I think it’s important that servers are maintained by someone who has the specific knowledge in the field. I’ve heard that even a professor is doing such jobs at some universities. In that respect, researchers in “dry” labs are in a very privileged environment.

That’s why joint research is so common.

Exactly. I really hope that the collaborators are happy with the work I do…

Working with cutting-edge technology can be challenging

Are you worried if they’re happy with you? Why?

I don’t think I have the same depth of background and foundational knowledge of data analysis that would allow me to think outside the box like industry experts. I know sometimes discoveries are made in a eureka moment in the researcher’s mind based on their experience and knowledge. I’m not confident that my level of knowledge would lead me to that kind of discovery.
I usually consult with my boss and the researchers in the lab so that I can receive a thorough review before submitting the results.

It may be difficult to analyze without some knowledge of the biological phenomenon.

There are various cases. It is relatively smooth when I’m verifying the hypotheses that are already fairly well established. On the other hand, it can be difficult in the case of finding something new by looking at the results from single cell analysis. I try to slice the data in a number of ways, but I still get feedback from “wet” lab researchers where they point out what’s missing from their point of view. Then I go back to analyzing the same data, this time, based on their feedback.
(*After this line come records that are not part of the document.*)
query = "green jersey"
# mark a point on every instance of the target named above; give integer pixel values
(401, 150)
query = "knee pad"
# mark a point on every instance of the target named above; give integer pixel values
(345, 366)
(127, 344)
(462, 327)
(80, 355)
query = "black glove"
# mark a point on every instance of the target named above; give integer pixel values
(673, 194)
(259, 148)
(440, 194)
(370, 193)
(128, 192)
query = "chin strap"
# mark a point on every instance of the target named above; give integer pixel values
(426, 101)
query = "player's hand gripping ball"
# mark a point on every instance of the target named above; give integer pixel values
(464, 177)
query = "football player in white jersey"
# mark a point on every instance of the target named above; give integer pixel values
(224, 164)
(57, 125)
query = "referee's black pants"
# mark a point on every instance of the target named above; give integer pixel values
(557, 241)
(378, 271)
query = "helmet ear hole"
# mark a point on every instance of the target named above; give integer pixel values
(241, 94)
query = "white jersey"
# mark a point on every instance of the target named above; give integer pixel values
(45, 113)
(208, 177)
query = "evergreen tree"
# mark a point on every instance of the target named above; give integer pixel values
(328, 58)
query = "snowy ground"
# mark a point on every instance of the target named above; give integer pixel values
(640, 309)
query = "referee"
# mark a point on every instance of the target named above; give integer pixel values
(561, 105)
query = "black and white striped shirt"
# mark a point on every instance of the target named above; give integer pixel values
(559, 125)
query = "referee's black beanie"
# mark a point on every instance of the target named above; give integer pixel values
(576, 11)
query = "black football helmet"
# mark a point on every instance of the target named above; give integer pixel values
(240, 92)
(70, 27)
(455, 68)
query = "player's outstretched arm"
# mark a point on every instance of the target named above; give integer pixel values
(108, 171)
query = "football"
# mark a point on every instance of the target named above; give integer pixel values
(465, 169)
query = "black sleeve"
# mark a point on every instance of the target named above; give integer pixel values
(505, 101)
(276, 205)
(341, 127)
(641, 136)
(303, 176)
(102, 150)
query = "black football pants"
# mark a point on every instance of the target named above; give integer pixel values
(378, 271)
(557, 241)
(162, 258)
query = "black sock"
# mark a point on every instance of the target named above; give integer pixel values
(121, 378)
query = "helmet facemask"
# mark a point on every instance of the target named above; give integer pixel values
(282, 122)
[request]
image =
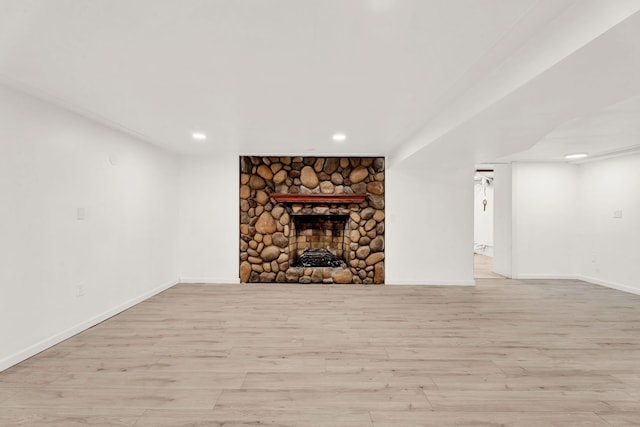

It’s a process of trial and error.

When seeking new findings, it sounds difficult to judge whether the analysis result is good or bad.

That’s right. Also, there is always a new analytics tool coming out, so I feel pressured to keep up to date, otherwise I’m afraid we won’t be able to produce good results. I constantly feel that there is a more efficient way than what I’m doing right now.
Also, it’s natural but it’s still tough to be one of a very few people who do this kind of work.

I see, that means that job is less likely to get standardized.

We need to keep updating…

Well, technology is advancing rapidly. “Wet” lab researchers are quite smart so they are capable of learning some level of coding skills. Some of them can write codes that can analyze the data to a certain degree. Currently, we have a package that is close to becoming the global standard for single cell RNA-seq analysis, which is written in R that is often used in the field of statistical processing. While R is used for economics, it allows us to create various charts that are useful for our research.

R. I’ll check it out later.

R makes it easier to draw graphs and diagrams.
R doesn’t require much programming knowledge to do a little analysis or drawing charts. In fact, there was a researcher who was able to start writing in R on their own while we were working together.

I see, then you have to keep ahead of the game… But how did you learn that at first?

There weren’t many books available back then, so I studied the code written in R by other researchers. I could follow most of it because I was trying to do almost the same thing with my code. When I didn’t understand the algorithm in their code, I read the technical books.

Your brain seems to be wired like an engineer’s…

It’s like learning by reading the code. There are many good books now.
In fact, we accept students as interns. When we train them, we ask them to read the books as well as to actually write it for themselves.

I think it would be nice if you could do a workshop on that. It would be fun.

I once hosted a training session with other researchers where “wet” lab researchers could feel comfortable participating. I’d like to do that again when I have more time.

I’m looking forward to it!

The platform that supports single cell analysis is evolving fast

postscript

This interview felt to me as if I was getting a look behind the scenes of the exciting world of single cell analysis. I’m sure there are many things I didn’t quite understand but I feel a renewed appreciation for the people who support such cutting-edge research even though they are not in the spotlight.